How big is this one going to be?
I'm guessing it will weigh 32,000 pounds, haul enough cargo to build part of a house, and glide silently down the road. The only sound you'll hear is the horn blasting.
That's right, Elon Musk just dropped the news that Tesla is working on an electric semi-trailer that could radically overhaul the over-the-road transportation industry.
There are scant details, but the implication for all of us is huge.
First, there is already a network of superchargers all across the U.S. You can currently drive your Tesla Model S sedan from New York to LA without needing to panic about a recharge. Initially those stations were free for any owner but Tesla recently started using a pay-to-fill model.
For the electric semi-trucks, there's a lot of implications.
First, some stats.
Today, there are well over 130 million trucks in the road. It's a major cause for congestion in every major city. Driving a truck over long hauls is one of the deadliest jobs in the U.S., and there's extremely high turnover.
But what would a Tesla semi do that could help? For starters, there's no question this would impact the gas industry.
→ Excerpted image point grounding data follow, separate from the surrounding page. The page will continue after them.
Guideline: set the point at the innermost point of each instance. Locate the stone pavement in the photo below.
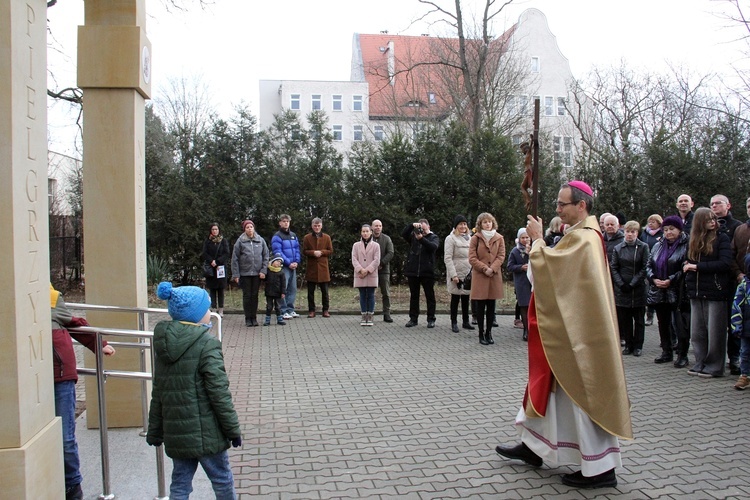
(330, 409)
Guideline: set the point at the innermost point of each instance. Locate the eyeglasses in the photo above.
(560, 204)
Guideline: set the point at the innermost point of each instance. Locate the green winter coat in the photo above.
(191, 406)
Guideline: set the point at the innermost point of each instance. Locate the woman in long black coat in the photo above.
(216, 255)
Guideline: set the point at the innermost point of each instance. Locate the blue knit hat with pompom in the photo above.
(186, 303)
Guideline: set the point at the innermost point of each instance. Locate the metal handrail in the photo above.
(101, 376)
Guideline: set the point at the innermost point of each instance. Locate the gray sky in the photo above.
(234, 43)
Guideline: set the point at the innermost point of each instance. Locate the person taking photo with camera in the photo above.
(420, 269)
With a wider network of recharging stations meant for trucks, there's a ripe market for making the industry less dependent on fossil fuels. There are many safety implications as well. A Tesla semi would like use the same autonomous driving sensors as the vehicles on the road today, including collision avoidance and adaptive cruise control. Trucks could be platooned to stay in packs. Drivers could eventually trust that the truck will keep them safe, reducing turnover.
The biggest implication, though, is on transportation costs. If and electric semi can actually replace gas-powered vehicles, there's a chance that the overall cost for transporting goods will go down. The main benefit here is on how the power is distributed. If Tesla can build solar-powered stations, ramp up their infrastructure, rely less on gasoline, and convince drivers to switch, it's possible that the consumer and the companies paying for the transport will realize some of those benefits.
Now for the hard part.
How do you make an electric semi with the torque required to pull a heavy load?
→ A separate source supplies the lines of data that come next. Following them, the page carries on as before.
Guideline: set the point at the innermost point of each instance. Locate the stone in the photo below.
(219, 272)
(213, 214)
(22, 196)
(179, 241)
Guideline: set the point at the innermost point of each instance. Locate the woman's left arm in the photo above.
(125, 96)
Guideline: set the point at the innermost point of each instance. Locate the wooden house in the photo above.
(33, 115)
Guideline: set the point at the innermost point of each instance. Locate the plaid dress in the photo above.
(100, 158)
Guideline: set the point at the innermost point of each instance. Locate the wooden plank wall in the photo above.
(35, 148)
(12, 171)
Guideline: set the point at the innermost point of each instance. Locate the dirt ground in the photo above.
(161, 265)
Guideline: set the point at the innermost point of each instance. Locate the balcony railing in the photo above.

Most of the early electrics were golf carts with a bit more zip. We have yet to see a production-ready vehicle that has enough power to pull a heavy load, let alone a tanker filled with oil. (Irony alert.) electric motors don't use gears or belts; they have plenty of initial torque but the question is how do you maintain that torque all the way up to 75 MPH or more? That's the engineering challenge.
I'm guessing Tesla has figured that out, which is why Musk sent the tweet--they have already proven they have the power required for semi-trailer loads and they are likely finishing the design prototypes. In September, we'll see a prototype.